Garber took a bite of his fish before continuing.
“Where do you take donors if not the Faculty Club? That will need to change once your term starts.”
“I take them to a local restaurant,” Liesl said.
“That’s charming, but they don’t write us checks so they can eat dinner next to an undergraduate.”
“Did you hear when I said I was retiring?”
“I’m offering you a leadership position. The chance for more thrilling discoveries in auction catalogs and special presentations on the news all about how clever you are. Control of the acquisitions budget. You’d be the first woman in the library’s history. Surely your knitting group can wait.”
“I’ve never been much for knitting,” Liesl said. “Despite what you’ve assumed about me.”
“Well then, you have lots of free time. You’ll take the role.”

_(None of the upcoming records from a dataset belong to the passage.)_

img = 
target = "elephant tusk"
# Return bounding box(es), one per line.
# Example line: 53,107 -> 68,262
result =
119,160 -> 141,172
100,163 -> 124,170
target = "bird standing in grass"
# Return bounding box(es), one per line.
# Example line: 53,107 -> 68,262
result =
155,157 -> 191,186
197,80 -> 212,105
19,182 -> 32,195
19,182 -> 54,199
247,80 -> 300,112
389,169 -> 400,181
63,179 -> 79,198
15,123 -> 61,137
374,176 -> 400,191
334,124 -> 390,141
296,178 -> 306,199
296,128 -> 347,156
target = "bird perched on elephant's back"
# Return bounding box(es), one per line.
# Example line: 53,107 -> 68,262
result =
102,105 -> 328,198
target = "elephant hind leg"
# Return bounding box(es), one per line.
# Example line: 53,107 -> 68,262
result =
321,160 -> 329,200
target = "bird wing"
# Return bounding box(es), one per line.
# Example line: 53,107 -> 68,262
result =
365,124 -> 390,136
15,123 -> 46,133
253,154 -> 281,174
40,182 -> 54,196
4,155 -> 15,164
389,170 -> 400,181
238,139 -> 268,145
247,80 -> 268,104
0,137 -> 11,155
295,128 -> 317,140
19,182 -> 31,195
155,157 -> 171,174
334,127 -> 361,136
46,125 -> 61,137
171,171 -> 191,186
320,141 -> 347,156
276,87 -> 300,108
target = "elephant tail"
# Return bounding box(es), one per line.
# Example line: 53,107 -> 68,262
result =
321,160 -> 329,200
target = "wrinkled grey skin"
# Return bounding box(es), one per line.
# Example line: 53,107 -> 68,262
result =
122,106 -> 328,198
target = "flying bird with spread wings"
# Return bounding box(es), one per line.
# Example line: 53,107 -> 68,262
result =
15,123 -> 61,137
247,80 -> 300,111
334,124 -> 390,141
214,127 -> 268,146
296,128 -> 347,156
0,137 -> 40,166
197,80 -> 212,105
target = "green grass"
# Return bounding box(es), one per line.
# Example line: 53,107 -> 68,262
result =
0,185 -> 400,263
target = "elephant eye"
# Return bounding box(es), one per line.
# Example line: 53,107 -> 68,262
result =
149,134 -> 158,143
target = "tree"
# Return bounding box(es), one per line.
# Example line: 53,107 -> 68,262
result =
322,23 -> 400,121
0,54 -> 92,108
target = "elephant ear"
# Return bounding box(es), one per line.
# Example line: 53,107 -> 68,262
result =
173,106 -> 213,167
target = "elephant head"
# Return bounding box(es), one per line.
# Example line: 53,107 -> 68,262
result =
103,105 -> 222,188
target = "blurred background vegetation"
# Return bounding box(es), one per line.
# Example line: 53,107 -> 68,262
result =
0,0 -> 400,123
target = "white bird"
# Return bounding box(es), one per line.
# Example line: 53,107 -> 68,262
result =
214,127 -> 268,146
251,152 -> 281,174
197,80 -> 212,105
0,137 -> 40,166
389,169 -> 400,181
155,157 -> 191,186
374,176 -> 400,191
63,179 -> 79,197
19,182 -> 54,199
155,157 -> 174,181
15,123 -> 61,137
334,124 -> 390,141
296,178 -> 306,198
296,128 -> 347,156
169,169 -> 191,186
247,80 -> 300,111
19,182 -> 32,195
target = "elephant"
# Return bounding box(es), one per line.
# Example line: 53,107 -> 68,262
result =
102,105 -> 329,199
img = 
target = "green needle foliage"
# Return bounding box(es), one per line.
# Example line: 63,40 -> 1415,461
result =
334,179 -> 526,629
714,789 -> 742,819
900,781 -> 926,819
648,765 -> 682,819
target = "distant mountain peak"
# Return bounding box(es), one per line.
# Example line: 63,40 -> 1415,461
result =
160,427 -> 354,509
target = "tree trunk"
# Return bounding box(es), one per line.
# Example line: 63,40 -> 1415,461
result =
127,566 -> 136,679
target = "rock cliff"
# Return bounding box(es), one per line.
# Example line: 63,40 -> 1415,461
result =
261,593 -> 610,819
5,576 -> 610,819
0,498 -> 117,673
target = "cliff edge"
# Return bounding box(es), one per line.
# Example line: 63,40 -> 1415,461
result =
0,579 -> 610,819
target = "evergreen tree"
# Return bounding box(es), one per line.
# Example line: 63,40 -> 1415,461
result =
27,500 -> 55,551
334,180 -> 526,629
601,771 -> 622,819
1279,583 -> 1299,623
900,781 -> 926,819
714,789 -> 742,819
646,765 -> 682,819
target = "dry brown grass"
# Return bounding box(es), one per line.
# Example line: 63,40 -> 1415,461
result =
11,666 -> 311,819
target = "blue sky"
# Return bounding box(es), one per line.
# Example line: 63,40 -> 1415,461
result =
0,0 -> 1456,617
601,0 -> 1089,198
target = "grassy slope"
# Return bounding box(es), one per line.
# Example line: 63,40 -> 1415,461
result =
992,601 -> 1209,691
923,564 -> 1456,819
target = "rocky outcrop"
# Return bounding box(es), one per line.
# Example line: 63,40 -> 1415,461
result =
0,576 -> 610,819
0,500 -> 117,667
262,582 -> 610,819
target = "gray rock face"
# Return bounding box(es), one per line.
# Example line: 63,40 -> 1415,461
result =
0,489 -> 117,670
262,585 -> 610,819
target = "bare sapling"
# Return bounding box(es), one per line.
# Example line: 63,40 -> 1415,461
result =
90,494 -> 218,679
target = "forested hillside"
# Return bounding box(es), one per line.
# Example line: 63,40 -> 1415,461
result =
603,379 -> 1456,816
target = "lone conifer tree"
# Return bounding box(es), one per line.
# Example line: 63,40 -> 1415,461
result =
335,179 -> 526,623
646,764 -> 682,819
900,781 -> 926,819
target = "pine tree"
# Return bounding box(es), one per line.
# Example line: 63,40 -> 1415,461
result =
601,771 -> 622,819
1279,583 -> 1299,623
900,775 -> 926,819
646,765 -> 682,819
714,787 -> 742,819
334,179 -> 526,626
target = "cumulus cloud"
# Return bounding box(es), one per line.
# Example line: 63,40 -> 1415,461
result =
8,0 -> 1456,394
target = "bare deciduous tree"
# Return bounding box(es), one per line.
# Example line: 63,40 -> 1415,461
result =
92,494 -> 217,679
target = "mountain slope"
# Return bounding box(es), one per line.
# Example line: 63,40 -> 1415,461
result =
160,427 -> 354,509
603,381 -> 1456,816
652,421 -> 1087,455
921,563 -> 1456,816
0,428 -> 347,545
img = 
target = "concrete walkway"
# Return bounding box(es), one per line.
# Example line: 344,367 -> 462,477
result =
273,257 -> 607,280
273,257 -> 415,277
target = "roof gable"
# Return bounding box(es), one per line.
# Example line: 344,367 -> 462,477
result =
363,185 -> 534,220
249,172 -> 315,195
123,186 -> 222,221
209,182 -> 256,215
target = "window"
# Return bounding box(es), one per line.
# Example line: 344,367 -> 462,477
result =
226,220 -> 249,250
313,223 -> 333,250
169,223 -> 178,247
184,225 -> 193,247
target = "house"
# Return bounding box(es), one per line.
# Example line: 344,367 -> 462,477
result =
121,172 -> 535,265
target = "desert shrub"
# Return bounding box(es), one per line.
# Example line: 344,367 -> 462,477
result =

“I have no desire for a leadership position,” Liesl said. She was mostly telling the truth; she had spent plenty of time thinking about having the reins to the acquisitions budget and the ability to set new coordinates for the team and all the library’s resources. She’d tried on the leader’s clothes and found they fit, found that her instincts were sharp when she got to follow them.
“Fine. You don’t want the role,” Garber said. “But think of what the library needs.” He smacked his lips and waited for her to respond. But Liesl, to her credit, wanted more for the library than someone who could be as good a leader as Christopher. She didn’t want to get the leader’s clothes pressed and ready for their next wear; she wanted to toss them in the bin and install someone who wore leadership as an altogether different color. At the same time, Liesl, here eating a thirty-eight-dollar salad with President Garber, planned on making one last move while the leader’s clothes still hung on her body, while Garber sat across from her and saw how well they’d been tailored.
“The library needs a change,” Liesl said. “A move into the twenty-first century and away from the old way of doing things.”